## Setup

```
conda create -p ./penv python=3.11 -y
conda activate ./penv
pip install torch==2.5.1 torchvision==0.20.1 --index-url https://download.pytorch.org/whl/cu118
pip install -r requirements.txt
pip install vllm==0.8.5 # added this later for mistral, annoying
```

## Sample command

```
python src/inference.py \
    --solver_model_name Qwen/Qwen3-0.6B \
    --verifier_model_name Qwen/Qwen3-0.6B \
    --dataset_name gsm \
    --dataset_subset_ratio 0.01 \
    --output_dir result
```

## Custom Problem Generators

2/3SAT, 4x4 or 9x9 Sudoku, and variable sized square matrix multiplication datasets can be generated on the fly. In `--data_generation_kwargs`, you should always provide every CLI argument in the data generation script (except `output_path`) in the order they appear in the data generation script for the best caching behavior.
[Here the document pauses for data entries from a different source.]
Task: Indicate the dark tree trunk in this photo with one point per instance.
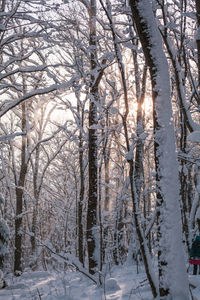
(19, 200)
(92, 153)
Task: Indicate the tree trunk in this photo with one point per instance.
(19, 200)
(92, 153)
(173, 283)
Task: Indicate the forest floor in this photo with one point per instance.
(122, 283)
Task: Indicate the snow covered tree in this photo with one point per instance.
(172, 271)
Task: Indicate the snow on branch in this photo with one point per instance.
(37, 92)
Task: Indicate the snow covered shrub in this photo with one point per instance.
(4, 238)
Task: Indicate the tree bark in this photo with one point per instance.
(169, 216)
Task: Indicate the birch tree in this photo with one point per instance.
(173, 282)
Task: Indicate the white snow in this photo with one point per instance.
(120, 283)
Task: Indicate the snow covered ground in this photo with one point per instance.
(122, 283)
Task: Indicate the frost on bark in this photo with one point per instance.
(92, 152)
(173, 282)
(19, 190)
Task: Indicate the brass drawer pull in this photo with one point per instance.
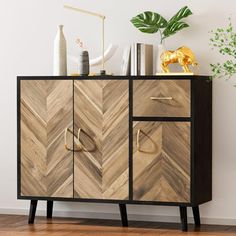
(152, 150)
(137, 140)
(161, 98)
(78, 143)
(80, 146)
(76, 140)
(65, 138)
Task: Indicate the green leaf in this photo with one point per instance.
(182, 13)
(149, 22)
(175, 27)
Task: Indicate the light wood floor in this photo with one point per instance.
(13, 225)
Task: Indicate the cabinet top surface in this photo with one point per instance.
(109, 77)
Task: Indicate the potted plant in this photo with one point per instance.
(152, 22)
(224, 41)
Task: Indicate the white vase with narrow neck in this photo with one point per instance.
(160, 50)
(60, 54)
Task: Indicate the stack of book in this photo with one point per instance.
(137, 60)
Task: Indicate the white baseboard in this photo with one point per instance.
(116, 216)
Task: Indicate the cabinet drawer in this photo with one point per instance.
(163, 98)
(161, 161)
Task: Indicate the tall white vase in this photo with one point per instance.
(60, 54)
(160, 50)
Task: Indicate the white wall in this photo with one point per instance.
(27, 31)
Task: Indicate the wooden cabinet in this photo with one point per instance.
(46, 167)
(124, 140)
(161, 161)
(101, 113)
(162, 98)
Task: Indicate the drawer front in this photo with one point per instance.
(161, 161)
(163, 98)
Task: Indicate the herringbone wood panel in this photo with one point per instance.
(101, 111)
(178, 106)
(161, 167)
(46, 110)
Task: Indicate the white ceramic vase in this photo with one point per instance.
(160, 50)
(60, 54)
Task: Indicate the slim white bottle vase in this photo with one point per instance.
(160, 50)
(60, 54)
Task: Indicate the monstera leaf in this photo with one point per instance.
(174, 28)
(182, 13)
(149, 22)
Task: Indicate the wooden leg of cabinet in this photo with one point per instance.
(49, 209)
(33, 207)
(123, 215)
(196, 216)
(184, 218)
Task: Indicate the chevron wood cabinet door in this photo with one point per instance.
(161, 161)
(101, 116)
(46, 167)
(162, 98)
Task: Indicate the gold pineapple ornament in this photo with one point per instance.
(183, 55)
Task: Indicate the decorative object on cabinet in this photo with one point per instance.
(115, 139)
(60, 55)
(83, 65)
(224, 41)
(141, 59)
(102, 17)
(126, 61)
(184, 56)
(108, 54)
(152, 22)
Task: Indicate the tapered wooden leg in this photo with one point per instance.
(183, 217)
(123, 215)
(33, 207)
(196, 216)
(49, 209)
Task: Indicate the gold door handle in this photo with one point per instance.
(65, 139)
(137, 140)
(161, 98)
(151, 150)
(78, 143)
(76, 140)
(80, 146)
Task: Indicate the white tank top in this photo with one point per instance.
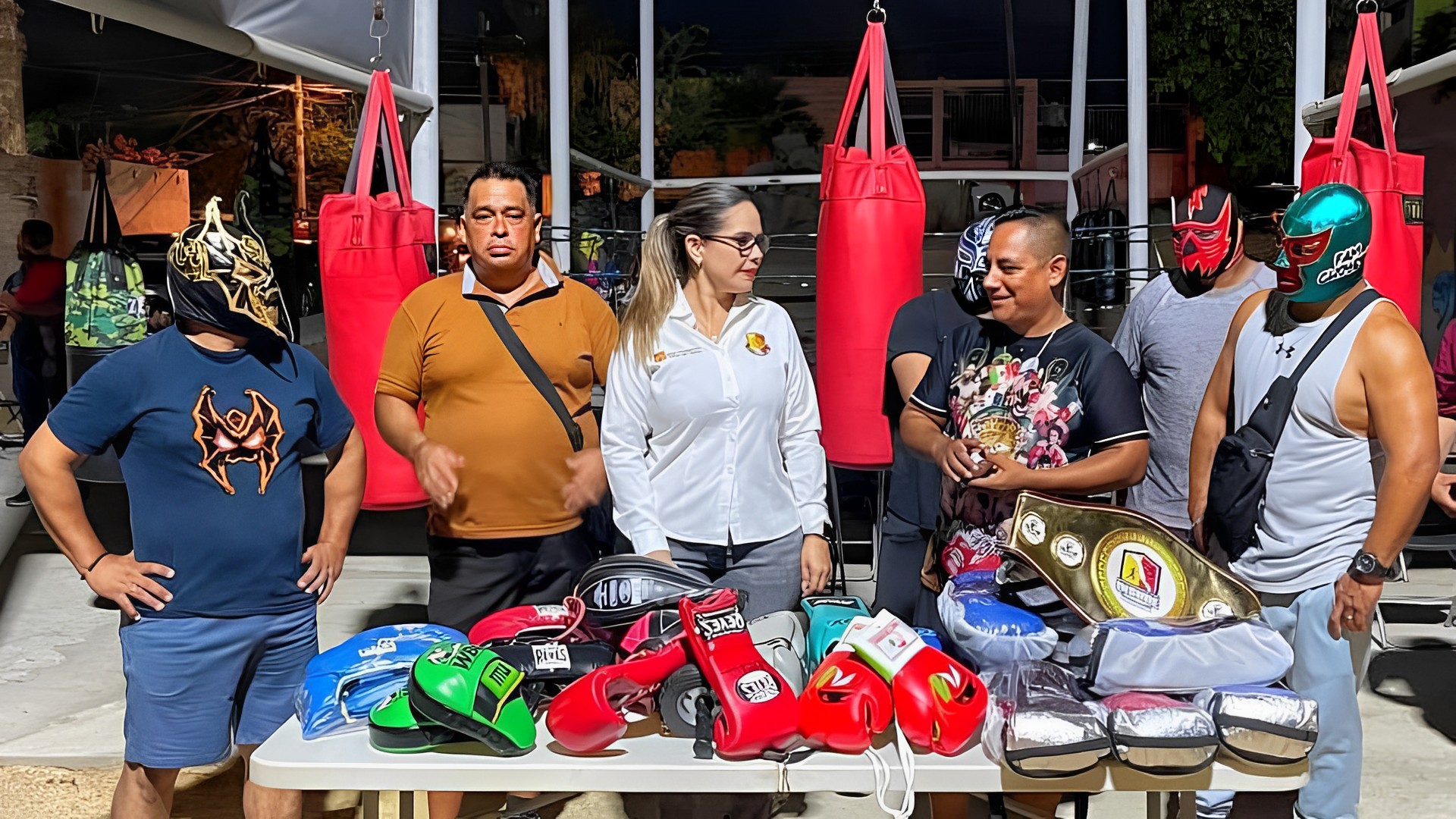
(1320, 497)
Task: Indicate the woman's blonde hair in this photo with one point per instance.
(666, 264)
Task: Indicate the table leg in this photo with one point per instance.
(389, 805)
(1171, 805)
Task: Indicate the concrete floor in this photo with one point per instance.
(61, 687)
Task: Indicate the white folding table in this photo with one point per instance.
(647, 763)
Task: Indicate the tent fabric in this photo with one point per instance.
(305, 37)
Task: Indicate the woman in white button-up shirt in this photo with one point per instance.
(711, 426)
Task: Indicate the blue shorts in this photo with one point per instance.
(196, 686)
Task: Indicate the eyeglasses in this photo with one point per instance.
(742, 242)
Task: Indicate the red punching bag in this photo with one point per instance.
(1391, 180)
(370, 257)
(870, 241)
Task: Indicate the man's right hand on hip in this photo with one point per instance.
(437, 468)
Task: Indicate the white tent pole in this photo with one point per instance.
(424, 150)
(1138, 137)
(1310, 69)
(647, 82)
(1076, 126)
(560, 57)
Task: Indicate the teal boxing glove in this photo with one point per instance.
(829, 618)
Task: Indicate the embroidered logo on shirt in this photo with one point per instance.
(237, 438)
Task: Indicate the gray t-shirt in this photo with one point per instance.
(1171, 346)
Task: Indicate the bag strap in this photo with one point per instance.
(1285, 387)
(1365, 52)
(379, 121)
(873, 91)
(1341, 322)
(533, 372)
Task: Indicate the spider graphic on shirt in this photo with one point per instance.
(237, 438)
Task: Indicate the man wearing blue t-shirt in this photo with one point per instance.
(212, 419)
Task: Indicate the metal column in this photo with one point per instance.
(1078, 123)
(1310, 69)
(560, 57)
(424, 152)
(647, 82)
(1138, 136)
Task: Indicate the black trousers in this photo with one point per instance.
(36, 371)
(475, 577)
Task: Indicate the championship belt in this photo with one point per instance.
(1111, 563)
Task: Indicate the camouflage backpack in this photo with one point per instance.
(105, 297)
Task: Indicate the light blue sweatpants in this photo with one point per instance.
(1329, 672)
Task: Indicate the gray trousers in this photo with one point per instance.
(769, 570)
(1329, 672)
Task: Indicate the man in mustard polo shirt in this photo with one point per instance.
(506, 488)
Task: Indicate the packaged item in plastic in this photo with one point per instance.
(1264, 725)
(1040, 726)
(986, 630)
(1159, 735)
(1178, 656)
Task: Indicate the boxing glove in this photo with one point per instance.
(529, 623)
(940, 704)
(557, 664)
(829, 617)
(588, 714)
(780, 637)
(845, 704)
(660, 626)
(759, 710)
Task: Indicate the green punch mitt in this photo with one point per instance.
(397, 727)
(473, 691)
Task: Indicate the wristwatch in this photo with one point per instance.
(1367, 569)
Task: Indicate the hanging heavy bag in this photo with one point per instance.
(1100, 254)
(870, 238)
(1244, 460)
(1391, 180)
(105, 306)
(370, 259)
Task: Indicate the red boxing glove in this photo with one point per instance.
(526, 623)
(588, 714)
(759, 708)
(940, 703)
(845, 704)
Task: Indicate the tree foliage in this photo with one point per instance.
(1237, 64)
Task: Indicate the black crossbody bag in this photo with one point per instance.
(1244, 460)
(598, 521)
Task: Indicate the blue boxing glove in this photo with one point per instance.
(986, 630)
(343, 684)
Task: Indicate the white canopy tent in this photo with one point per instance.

Examples:
```
# SAT
python src/inference.py \
    --solver_model_name Qwen/Qwen3-0.6B \
    --verifier_model_name Qwen/Qwen3-0.6B \
    --dataset_name sat \
    --dataset_subset_ratio 0.1 \
    --data_generation_kwargs "sat_type=2,num_samples=100,min_vars=2,max_vars=8,min_clauses=2,max_clauses=8,seed=42" \
    --output_dir result

# Sudoku
python src/inference.py \
    --solver_model_name Qwen/Qwen3-0.6B \
    --verifier_model_name Qwen/Qwen3-0.6B \
    --dataset_name sudoku \
    --dataset_subset_ratio 0.1 \
    --data_generation_kwargs "size=4,num_samples=100,min_empty=4,max_empty=8,seed=42" \
    --output_dir result

# Matmul
python src/inference.py \
    --solver_model_name Qwen/Qwen3-0.6B \
    --verifier_model_name Qwen/Qwen3-0.6B \
    --dataset_name matmul \
    --dataset_subset_ratio 0.1 \
    --data_generation_kwargs "size=5,num_samples=100,min_val=-5,max_val=5,seed=42" \
    --output_dir result
```

## Cache System

All solver outputs are automatically cached and loaded with no extra CLI arguments! But you can disable loading or saving cache if you want. I think (hope) the cache system is very robust. Whenever you add a dataset or change any argument affecting solver outputs, you should run a `--no_verify` run to populate the cache, then all future verification can be ran very fast.